[<prev] [next>] [day] [month] [year] [list]
Message-ID: <20251112073549.3717925-1-honglei1.huang@amd.com>
Date: Wed, 12 Nov 2025 15:35:49 +0800
From: Honglei Huang <honglei1.huang@....com>
To: <Felix.Kuehling@....com>, <alexander.deucher@....com>,
<christian.koenig@....com>, <Ray.Huang@....com>
CC: <dmitry.osipenko@...labora.com>, <Xinhui.Pan@....com>,
<airlied@...il.com>, <daniel@...ll.ch>, <amd-gfx@...ts.freedesktop.org>,
<dri-devel@...ts.freedesktop.org>, <linux-kernel@...r.kernel.org>,
<linux-mm@...ck.org>, <akpm@...ux-foundation.org>, <honghuan@....com>,
Honglei Huang <Honglei1.Huang@....com>
Subject: [RFC PATCH 0/5] drm/amdkfd: Add batch SVM range registration support
From: Honglei Huang <Honglei1.Huang@....com>
Hi all,
This RFC patch series introduces a new mechanism for batch registration of
multiple non-contiguous SVM (Shared Virtual Memory) ranges in a single ioctl
call. The primary goal of this series is to start a discussion about the best
approach to handle scattered user memory allocations in GPU workloads.
Background and Motivation
==========================
Current applications using ROCm/HSA often need to register many scattered
memory buffers (e.g., multiple malloc() allocations) for GPU access. With the
existing AMDKFD_IOC_SVM ioctl, each range must be registered individually,
leading to:
- Blocking issue in some special use cases with many memory ranges
- High system call overhead when dealing with dozens or hundreds of ranges
- Inefficient resource management
- Complexity in userspace applications
Use Case Example
================
Consider a typical ML/HPC workload that allocates 100+ small buffers across
different parts of the address space. Currently, this requires 100+ separate
ioctl calls. The proposed batch interface reduces this to a single call.
Paravirtualized environments exacerbate this issue, as KVM's memory backing
is often non-contiguous at the host level. In virtualized environments, guest
physical memory appears contiguous to the VM but is actually scattered across
host memory pages. This fragmentation means that what appears as a single
large allocation in the guest may require multiple discrete SVM registrations
to properly handle the underlying host memory layout, further multiplying the
number of required ioctl calls.
Current Implementation - A Workaround Approach
===============================================
This patch series implements a WORKAROUND solution that pins user pages in
memory to enable batch registration.
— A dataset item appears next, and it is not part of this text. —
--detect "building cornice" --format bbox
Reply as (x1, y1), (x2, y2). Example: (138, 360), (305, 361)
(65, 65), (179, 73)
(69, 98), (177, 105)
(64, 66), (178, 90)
While functional, this approach has
several significant limitations:
**Major Concern: Memory Pinning**
- The implementation uses pin_user_pages_fast() to lock pages in RAM
- This defeats the purpose of SVM's on-demand paging mechanism
- Prevents memory oversubscription and dynamic migration
- May cause memory pressure on systems with limited RAM
- Goes against the fundamental design philosophy of HMM-based SVM
**Known Limitations:**
1. Increased memory footprint due to pinned pages
2. Potential for memory fragmentation
3. No support for transparent huge pages in pinned regions
4. Limited interaction with memory cgroups and resource controls
5. Complexity in handling VMA operations and lifecycle management
6. May interfere with NUMA optimization and page migration
Why Submit This RFC?
====================
Despite the limitations above, I am submitting this series to:
1. **Start the Discussion**: I want community feedback on whether batch
registration is a useful feature worth pursuing.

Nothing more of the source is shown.